Onderzoek

Data met wijsheid

Tekst Kim Schildkamp
Gepubliceerd op 27-02-2023 Gewijzigd op 12-12-2023
‘Data-algoritmen, vloek of zegen’ luidde een krantenkop over datagebruik in het Nederlandse onderwijs. Een zegen, zou ik zeggen, als ze goed gebruikt worden, aldus Kim Schildkamp, hoogleraar Data-informed decision making for learning and development. Combineer data met de wijsheid, creativiteit en ervaring van echte mensen.

Uit onderzoek blijkt dat beslissingen die op data zijn gebaseerd over het algemeen beter zijn dan besluiten die op basis van intuïtie en anekdotisch bewijs tot stand komen (Ingram et al., 2004; Vanlommel et al., 2017). Intuïtie van leraren (zoals tacit knowledge) is weliswaar belangrijk (Sipman et al., 2019; Vanlommel et al., 2017) maar niet altijd correct of genoeg voor een goede beslissing (Kahneman & Frederick, 2005; Vanlommel & Schildkamp, 2019). Dat ontdekten we ook in ons datateam onderzoek. Dat toonde aan dat veel aannames over (het leren van) leerlingen in scholen niet kloppen (Schildkamp et al., 2016).
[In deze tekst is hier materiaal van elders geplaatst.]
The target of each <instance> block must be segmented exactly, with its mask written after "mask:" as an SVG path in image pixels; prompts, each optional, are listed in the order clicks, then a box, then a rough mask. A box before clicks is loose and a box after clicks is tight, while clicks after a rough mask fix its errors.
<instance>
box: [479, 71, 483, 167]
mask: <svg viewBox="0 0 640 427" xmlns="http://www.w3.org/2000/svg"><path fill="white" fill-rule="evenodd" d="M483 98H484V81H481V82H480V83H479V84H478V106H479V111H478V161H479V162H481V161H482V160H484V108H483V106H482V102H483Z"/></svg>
Sommige van onze datateams werden daarom ‘mythBusters’ genoemd.

Met data bedoel ik overigens niet alleen de resultaten van gestandaardiseerde toetsen of kwantitatieve data. Data kunnen alle systematisch verzamelde relevante informatie zijn over leerlingen, ouders, scholen, schoolleiders, leraren en de gemeenschap waarin ze functioneren, kwalitatief (bijvoorbeeld gestructureerde observaties in de klas) en kwantitatief (bijvoorbeeld toetsresultaten) (Lai & Schildkamp, 2016). Het kan gaan om data over prestaties, maar ook over welbevinden, gezondheid en bijvoorbeeld sociaal emotionele ontwikkeling. Data kunnen geïnformeerde besluitvorming bevorderen en helpen om onderwijs, curricula en schoolprestaties te verbeteren (Schildkamp & Kuiper, 2010, p. 482; Grabarek & Kallemeyn, 2020; Marsh, 2012; Ansyari et al., 2022; Spiele et al., 2020).

 

Effectief datagebruik

Wat weten we over effectief datagebruik? In ieder geval moeten er duidelijke doelen zijn voordat er data verzameld worden. Deze data moeten geanalyseerd en geïnterpreteerd worden en er moet een actieplan op volgen en dat plan moet uitgevoerd en geëvalueerd worden  (e.g., Marsh 2012; Schildkamp, 2019; van Geel et al., 2016).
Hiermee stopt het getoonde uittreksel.